Guilford’s 63-57 victory at Bridgewater College on Feb. 18, was their 20th of the year and cemented their spot at the top of the Old Dominion Athletic Conference for the first time since 2009.
“Being a senior, it is a huge accomplishment to have the number one seed,” said team captain and point guard Zachary Houston. “All that matters now is the ODAC tournament. We just have to take each game one at a time, play as hard as possible and lay it all out on the court.”
Several Quakers earned individual accolades in the conference. Houston was named ODAC/Virginia Farm Bureau Insurance Men’s Basketball Scholar-Athlete of the Year for the second year in a row while also earning third team all-ODAC honors. Sophomore forward Alston Thompson also received third team honors, while the team’s top scorer, sophomore guard Carson Long, received first team recognition.
Head coach Tom Palombo earned the Bob Johnson Coach of the Year award. This is his fourth time receiving the honor, tied for most all-time in the conference.

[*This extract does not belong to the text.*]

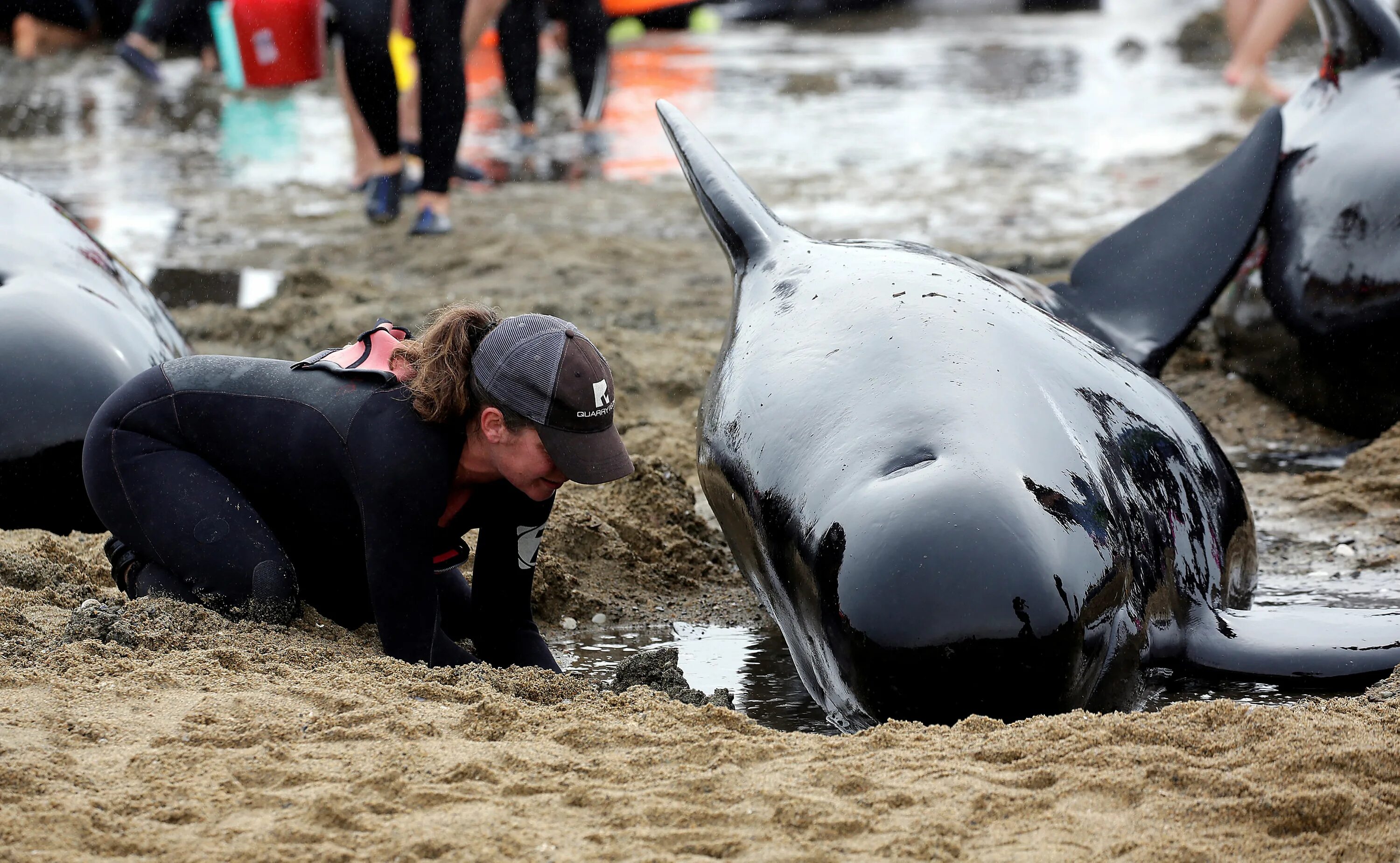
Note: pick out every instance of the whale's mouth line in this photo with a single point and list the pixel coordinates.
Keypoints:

They began the season with a shaky win over crosstown rival Greensboro College, 62-59. The Quakers shot a measly 26.5 percent from the field but made up for it with effort on the glass, collecting a season high 70 rebounds. They began to find their rhythm in the next game, earning a commanding win over University of Texas at Dallas in the first round of the Guilford College Invitational.
The Quakers took on the, at the time, 15th ranked team in the nation, Emory University, in the Guilford College Invitational championship. A long fought battle, the Eagles came out with a 69-66 victory over the Quakers in double overtime.

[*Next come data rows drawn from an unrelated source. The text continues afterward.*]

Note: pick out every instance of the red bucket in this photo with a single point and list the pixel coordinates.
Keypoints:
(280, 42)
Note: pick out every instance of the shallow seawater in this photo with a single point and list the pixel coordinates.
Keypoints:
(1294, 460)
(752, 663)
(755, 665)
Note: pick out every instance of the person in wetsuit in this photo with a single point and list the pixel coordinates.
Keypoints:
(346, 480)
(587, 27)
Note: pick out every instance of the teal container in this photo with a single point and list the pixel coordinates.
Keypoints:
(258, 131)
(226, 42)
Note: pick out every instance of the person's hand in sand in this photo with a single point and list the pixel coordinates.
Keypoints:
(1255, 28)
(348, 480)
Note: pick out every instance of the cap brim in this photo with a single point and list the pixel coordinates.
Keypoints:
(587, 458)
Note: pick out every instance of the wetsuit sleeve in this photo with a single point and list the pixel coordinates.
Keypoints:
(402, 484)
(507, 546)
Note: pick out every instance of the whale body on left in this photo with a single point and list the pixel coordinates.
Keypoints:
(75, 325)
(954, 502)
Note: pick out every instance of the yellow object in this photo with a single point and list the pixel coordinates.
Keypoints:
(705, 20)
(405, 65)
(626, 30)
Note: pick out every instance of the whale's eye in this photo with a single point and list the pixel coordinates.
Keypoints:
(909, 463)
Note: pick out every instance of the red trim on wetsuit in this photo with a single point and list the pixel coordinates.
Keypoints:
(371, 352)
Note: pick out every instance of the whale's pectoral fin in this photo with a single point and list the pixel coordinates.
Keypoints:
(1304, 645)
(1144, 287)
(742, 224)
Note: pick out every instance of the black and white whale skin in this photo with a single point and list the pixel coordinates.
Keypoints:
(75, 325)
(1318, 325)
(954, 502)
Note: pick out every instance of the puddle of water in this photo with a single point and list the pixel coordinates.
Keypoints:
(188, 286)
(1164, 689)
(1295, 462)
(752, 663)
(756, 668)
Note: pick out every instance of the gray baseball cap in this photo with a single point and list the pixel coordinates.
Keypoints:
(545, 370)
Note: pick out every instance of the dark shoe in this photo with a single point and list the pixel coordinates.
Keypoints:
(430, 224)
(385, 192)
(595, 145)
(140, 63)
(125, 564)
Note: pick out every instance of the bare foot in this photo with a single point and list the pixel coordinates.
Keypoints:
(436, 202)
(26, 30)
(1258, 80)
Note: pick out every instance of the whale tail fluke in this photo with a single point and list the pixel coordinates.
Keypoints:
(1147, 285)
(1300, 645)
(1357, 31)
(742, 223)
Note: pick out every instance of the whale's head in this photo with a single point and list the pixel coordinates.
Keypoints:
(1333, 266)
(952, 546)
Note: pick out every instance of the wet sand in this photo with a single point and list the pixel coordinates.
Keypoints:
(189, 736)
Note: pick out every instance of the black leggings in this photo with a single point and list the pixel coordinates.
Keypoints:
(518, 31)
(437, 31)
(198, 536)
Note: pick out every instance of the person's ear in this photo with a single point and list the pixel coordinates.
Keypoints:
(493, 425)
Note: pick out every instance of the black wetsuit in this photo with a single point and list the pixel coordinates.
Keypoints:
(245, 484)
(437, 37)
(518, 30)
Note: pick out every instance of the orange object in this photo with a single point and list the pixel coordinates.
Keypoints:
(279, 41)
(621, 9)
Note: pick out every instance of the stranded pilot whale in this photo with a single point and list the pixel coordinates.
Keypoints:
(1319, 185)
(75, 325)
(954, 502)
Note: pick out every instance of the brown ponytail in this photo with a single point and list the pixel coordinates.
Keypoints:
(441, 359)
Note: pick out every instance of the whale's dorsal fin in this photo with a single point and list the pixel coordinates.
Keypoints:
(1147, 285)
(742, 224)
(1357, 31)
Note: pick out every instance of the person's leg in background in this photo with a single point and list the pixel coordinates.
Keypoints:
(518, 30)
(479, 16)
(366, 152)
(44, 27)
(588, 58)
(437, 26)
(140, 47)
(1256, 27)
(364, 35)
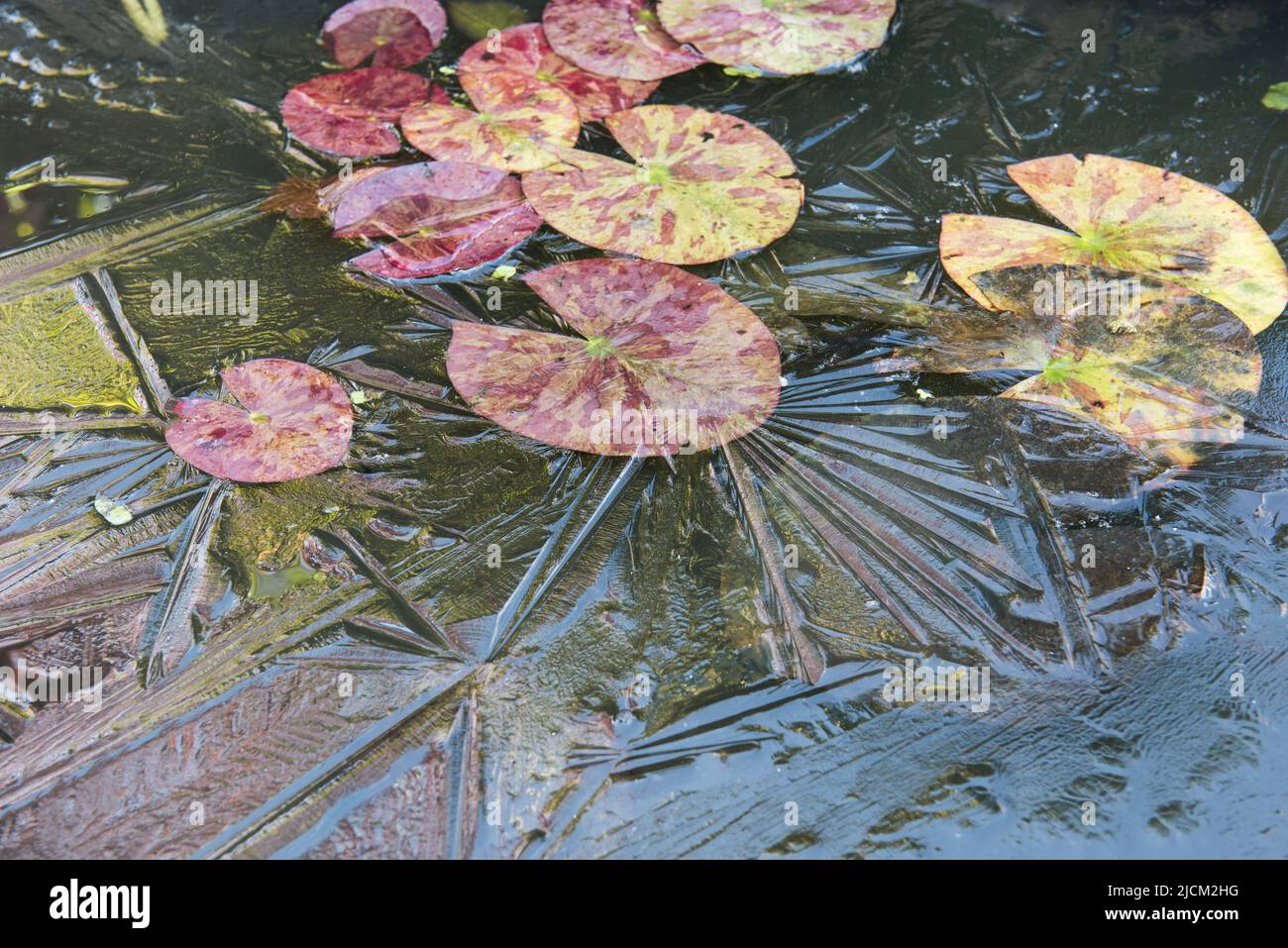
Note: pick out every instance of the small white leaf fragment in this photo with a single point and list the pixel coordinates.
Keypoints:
(112, 511)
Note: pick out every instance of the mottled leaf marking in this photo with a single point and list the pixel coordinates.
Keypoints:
(785, 37)
(706, 187)
(666, 363)
(353, 114)
(294, 420)
(616, 38)
(518, 124)
(524, 50)
(393, 33)
(1128, 217)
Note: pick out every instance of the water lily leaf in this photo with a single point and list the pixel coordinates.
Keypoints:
(519, 117)
(393, 33)
(114, 511)
(785, 37)
(1147, 360)
(294, 420)
(1128, 217)
(477, 18)
(524, 50)
(616, 38)
(707, 185)
(353, 114)
(666, 363)
(1276, 97)
(443, 217)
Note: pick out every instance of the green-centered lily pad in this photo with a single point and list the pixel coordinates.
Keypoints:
(524, 50)
(292, 420)
(616, 38)
(706, 187)
(518, 121)
(785, 37)
(442, 217)
(353, 114)
(393, 33)
(1147, 360)
(665, 364)
(1128, 217)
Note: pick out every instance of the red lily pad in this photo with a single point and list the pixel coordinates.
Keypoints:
(1128, 217)
(393, 33)
(353, 114)
(294, 420)
(518, 120)
(665, 364)
(616, 38)
(443, 217)
(1153, 363)
(785, 37)
(707, 185)
(524, 50)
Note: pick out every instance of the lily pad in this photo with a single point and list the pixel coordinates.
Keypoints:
(622, 39)
(519, 117)
(353, 114)
(1147, 360)
(707, 185)
(524, 50)
(1276, 97)
(445, 217)
(1128, 217)
(665, 364)
(785, 37)
(294, 420)
(393, 33)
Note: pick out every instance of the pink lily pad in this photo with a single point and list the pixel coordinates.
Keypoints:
(707, 185)
(353, 114)
(393, 33)
(294, 420)
(526, 50)
(518, 121)
(616, 38)
(443, 217)
(665, 364)
(785, 37)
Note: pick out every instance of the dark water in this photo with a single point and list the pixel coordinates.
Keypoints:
(627, 685)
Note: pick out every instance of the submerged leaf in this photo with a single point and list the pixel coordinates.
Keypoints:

“I will say that, after the Emory game,…you could tell we had a group that did not want to lose, and they would do anything to win,” said assistant coach Ronnie Thomas.
And win they did.
Through both December and January, the Quakers lost only two games, largely due to strong work on defense and on the glass.
“We try to hang our hat on rebounding the basketball and playing team defense,” said Thomas. “(We) really try to focus on those two things the most.”
The Quakers lead the conference in rebounding with 41.9 rebounds per game and points allowed only sacrificing 61.5 points per game. Thompson ranks fourth in the ODAC with 7.9 rebounds per game, while Houston ranks fifth with 7.7.
On Feb. 6, the Quakers finally broke the D3hoops.com top 25 poll, ranking 22nd after looking in from the outside for ten weeks. The glory was short lived, however, as they dropped a road game to conference rival Roanoke College two days later. The Quakers were without sophomore forward Marcus Curry who had been recovering from a foot injury. Curry leads the team currently in field goal percentage, playing a major role in the team’s offense.
In that game, senior guard Michael Reiney hit Guilford’s lone three-pointer, while the team gave up 18 threes to their opponent.
“I think we had a few (games) get away from us this year,” said Houston. “Every game is tough in this league, and you have to be on your ‘A-game’ every night. Some of these games, we struggled to play up to our abilities, and it cost us.”
Despite the struggles, Thomas applauded his team’s ability to work together in achieving their goals, where the next man up realizes he has to be ready to go.
“All the guys have been special,” said Thomas. “Each day, they make it fun. Every player has established their role in some way throughout the year that goes beyond just the games.
“Some roles are bigger than others, but they all hold equal value to the team.”
In the roller coaster month of February for the Quakers, they bounced back from Roanoke, taking down the then top seed in the ODAC, Randolph-Macon College on Feb. 11. Guilford won at home, 67-53.
With the regular season over, the ODAC tournament is the main focus.
“We have to win three games to win this tournament, but it takes a lot of effort, toughness and grit to win just one,” said Houston. “We have the ability to win the tournament, but we have to play our best basketball each game to have a chance to win.”